Justice policymakers must make tough decisions with limited resources. Every budget decision is a selection of one option at the expense of possible alternatives. Any number of investments, whether in law enforcement, corrections, probation—or even programs outside the justice system, such as early childhood education—can promote public safety. The critical question for policymakers is which choice produces the greatest net benefit to society. Increasingly, government officials and other decision makers are turning to cost-benefit analysis—an economic tool that compares the costs of programs with the benefits they deliver—to help weigh their options.
How is CBA conducted?
Cost-benefit analysis compares an investment’s costs and benefits in the long run. The hallmark of CBA is that costs and benefits are expressed in monetary terms so that they can be directly compared. Because the investment’s effects are expressed in dollars, CBA enables decision makers to compare policies and programs that have different purposes and outcomes.

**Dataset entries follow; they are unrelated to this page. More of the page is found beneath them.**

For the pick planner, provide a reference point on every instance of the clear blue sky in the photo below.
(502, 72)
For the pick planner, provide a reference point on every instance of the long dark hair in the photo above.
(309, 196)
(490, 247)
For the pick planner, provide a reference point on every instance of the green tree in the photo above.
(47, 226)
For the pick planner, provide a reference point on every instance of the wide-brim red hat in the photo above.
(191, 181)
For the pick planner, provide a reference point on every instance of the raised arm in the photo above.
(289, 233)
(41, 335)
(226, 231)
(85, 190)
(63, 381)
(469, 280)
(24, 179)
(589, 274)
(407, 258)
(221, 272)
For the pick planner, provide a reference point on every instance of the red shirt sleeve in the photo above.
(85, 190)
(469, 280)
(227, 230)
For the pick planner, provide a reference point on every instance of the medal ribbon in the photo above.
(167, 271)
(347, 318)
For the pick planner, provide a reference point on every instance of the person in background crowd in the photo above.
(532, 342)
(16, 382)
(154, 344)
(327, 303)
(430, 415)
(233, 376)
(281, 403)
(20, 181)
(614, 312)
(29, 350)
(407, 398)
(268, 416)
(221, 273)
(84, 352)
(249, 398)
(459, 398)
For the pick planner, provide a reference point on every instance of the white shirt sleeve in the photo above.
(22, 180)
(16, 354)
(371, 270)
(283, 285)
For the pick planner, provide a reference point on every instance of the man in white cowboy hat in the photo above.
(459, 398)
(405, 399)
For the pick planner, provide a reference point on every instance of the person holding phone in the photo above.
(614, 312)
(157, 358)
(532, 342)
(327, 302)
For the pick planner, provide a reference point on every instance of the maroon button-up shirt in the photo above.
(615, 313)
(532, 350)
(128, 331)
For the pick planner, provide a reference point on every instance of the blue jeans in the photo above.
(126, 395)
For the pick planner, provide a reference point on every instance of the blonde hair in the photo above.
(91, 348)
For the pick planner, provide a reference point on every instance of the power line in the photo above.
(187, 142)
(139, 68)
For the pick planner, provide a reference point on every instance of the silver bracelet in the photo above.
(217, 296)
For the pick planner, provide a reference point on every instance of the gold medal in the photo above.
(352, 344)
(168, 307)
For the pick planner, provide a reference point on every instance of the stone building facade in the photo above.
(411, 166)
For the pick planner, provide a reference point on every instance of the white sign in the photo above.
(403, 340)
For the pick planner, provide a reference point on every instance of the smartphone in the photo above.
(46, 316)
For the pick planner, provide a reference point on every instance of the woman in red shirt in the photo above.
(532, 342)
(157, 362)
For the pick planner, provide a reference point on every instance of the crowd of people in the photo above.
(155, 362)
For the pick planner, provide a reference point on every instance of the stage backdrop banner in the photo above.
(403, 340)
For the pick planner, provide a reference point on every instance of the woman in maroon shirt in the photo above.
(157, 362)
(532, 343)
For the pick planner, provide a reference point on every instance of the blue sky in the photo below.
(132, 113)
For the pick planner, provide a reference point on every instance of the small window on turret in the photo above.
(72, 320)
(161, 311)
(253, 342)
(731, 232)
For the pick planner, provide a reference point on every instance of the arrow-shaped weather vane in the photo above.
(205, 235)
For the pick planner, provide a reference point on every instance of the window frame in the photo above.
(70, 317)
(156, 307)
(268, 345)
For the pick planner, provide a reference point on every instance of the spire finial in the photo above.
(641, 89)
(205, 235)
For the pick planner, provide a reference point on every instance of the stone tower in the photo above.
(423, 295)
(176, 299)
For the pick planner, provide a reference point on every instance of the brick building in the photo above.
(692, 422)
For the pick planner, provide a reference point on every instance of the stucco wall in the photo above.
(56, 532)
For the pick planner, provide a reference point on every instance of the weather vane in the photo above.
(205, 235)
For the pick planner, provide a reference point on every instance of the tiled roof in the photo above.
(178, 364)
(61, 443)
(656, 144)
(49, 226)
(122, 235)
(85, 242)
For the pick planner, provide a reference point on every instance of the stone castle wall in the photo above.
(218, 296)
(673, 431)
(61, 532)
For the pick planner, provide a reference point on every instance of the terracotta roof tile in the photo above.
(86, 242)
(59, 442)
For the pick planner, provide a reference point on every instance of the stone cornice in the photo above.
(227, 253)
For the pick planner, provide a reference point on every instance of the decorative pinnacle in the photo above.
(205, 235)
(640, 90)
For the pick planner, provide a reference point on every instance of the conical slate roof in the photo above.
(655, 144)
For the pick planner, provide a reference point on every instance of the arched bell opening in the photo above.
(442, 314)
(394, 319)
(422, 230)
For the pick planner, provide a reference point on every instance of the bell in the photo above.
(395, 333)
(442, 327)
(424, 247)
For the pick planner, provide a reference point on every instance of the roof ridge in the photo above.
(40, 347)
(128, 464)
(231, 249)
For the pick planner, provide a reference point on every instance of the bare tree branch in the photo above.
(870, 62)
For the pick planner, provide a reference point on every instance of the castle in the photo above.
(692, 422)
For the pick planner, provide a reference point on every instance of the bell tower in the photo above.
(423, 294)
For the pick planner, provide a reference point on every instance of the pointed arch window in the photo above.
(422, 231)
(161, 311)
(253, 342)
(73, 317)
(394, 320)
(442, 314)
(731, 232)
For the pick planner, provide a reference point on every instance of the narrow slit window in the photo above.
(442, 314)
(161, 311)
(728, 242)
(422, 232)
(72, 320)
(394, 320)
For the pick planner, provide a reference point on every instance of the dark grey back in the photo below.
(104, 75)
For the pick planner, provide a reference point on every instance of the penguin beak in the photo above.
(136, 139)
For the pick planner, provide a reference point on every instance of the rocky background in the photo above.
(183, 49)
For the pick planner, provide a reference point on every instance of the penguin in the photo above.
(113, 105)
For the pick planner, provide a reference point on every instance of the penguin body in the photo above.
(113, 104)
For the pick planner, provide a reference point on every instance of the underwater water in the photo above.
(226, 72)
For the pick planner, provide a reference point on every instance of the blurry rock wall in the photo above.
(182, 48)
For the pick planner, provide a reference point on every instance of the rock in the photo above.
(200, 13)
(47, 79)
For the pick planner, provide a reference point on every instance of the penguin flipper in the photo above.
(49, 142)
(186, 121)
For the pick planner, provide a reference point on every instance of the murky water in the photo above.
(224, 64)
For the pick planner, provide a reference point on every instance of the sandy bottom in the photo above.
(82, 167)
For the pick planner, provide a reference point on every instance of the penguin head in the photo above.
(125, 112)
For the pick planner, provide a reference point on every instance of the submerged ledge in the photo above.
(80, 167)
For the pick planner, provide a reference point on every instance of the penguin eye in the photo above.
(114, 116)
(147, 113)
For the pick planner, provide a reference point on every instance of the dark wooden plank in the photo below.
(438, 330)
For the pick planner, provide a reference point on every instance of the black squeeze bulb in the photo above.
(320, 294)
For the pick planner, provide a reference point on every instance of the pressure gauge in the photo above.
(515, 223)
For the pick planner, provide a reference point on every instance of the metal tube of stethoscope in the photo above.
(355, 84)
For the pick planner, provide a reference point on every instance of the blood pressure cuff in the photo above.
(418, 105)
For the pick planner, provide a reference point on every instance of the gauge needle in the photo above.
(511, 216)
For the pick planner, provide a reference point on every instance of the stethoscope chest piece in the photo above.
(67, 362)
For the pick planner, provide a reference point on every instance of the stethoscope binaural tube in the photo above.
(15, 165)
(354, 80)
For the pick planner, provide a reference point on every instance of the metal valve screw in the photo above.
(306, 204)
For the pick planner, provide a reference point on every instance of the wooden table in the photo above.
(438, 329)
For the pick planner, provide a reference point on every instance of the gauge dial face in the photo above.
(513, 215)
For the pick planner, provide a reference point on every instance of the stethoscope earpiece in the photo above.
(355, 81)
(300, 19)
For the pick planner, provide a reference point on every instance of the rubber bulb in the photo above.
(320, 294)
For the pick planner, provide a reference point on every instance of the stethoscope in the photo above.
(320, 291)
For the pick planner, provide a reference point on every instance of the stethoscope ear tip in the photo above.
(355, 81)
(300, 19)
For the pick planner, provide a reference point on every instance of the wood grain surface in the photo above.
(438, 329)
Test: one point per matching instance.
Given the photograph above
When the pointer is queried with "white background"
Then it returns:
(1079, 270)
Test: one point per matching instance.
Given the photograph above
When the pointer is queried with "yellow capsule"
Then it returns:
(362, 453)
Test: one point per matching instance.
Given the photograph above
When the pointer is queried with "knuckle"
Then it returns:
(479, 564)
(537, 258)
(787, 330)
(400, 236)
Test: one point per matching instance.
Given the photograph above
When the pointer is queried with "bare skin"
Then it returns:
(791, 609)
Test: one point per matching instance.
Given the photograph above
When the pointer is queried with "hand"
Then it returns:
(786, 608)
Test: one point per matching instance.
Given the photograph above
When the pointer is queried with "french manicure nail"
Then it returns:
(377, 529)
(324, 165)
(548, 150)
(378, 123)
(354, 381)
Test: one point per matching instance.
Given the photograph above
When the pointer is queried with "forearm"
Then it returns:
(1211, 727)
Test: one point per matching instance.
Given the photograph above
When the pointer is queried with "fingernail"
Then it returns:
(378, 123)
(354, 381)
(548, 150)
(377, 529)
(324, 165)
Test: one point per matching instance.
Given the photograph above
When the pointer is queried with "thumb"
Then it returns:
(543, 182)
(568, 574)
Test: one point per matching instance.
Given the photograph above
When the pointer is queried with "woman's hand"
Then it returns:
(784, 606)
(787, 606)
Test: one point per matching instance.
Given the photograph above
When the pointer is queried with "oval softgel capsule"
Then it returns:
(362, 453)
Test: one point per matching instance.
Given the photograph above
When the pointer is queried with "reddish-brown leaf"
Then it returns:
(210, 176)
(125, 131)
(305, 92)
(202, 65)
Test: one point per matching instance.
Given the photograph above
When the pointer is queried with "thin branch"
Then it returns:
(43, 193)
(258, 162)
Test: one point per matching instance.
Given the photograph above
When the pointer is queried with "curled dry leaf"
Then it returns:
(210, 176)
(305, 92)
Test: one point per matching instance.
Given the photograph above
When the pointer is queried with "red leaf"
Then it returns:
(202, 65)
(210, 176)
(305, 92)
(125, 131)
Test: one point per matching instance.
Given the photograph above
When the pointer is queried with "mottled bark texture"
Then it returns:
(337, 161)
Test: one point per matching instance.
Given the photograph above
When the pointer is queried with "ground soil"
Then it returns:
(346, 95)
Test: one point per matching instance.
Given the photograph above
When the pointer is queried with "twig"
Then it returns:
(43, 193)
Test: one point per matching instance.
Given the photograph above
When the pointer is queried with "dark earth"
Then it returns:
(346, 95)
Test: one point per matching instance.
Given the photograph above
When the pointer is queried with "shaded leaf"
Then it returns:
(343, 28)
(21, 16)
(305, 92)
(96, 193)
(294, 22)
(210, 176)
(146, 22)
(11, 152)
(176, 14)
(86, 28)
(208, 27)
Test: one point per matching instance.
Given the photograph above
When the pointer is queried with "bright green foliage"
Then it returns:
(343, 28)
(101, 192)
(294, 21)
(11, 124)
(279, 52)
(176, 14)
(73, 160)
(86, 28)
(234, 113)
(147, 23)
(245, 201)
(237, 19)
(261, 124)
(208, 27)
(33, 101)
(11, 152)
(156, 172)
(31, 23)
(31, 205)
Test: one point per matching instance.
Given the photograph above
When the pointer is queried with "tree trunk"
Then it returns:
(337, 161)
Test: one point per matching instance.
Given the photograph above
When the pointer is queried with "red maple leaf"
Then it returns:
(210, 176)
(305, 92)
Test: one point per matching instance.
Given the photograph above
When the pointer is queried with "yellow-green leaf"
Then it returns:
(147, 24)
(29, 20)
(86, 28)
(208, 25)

To produce these results, an analyst must complete the following steps:
- Identify the investment’s potential impacts.
- Quantify the investment’s impacts
- Determine marginal costs
- Calculate costs, benefits, and net present value
- Test the assumptions
- Report the results
For complete instructions on conducting a CBA, please see the Cost-Benefit Analysis and Justice Policy Toolkit
What to Look For in a CBA Report
Making sense of the growing body of criminal justice CBAs presents its own set of challenges for readers new to this methodology. How do you know whether a CBA is sound? To help you assess a study’s strengths and weaknesses, keep in mind 10 important questions as you review a cost-benefit report:
- Do the authors have a bias that may affect the analysis?
- Where did the data come from?
- How was the effectiveness of the investment estimated?
- Did the analysis count all of the investment’s costs?
- Did the analysis accurately estimate taxpayer costs?
- Did the analysis measure the policy’s effect on all of the relevant parties?
- What potential costs or benefits were not monetized?
- For how long did the study measure costs and benefits?
- How did the study adjust future costs and benefits?
- How much confidence should readers have in the results?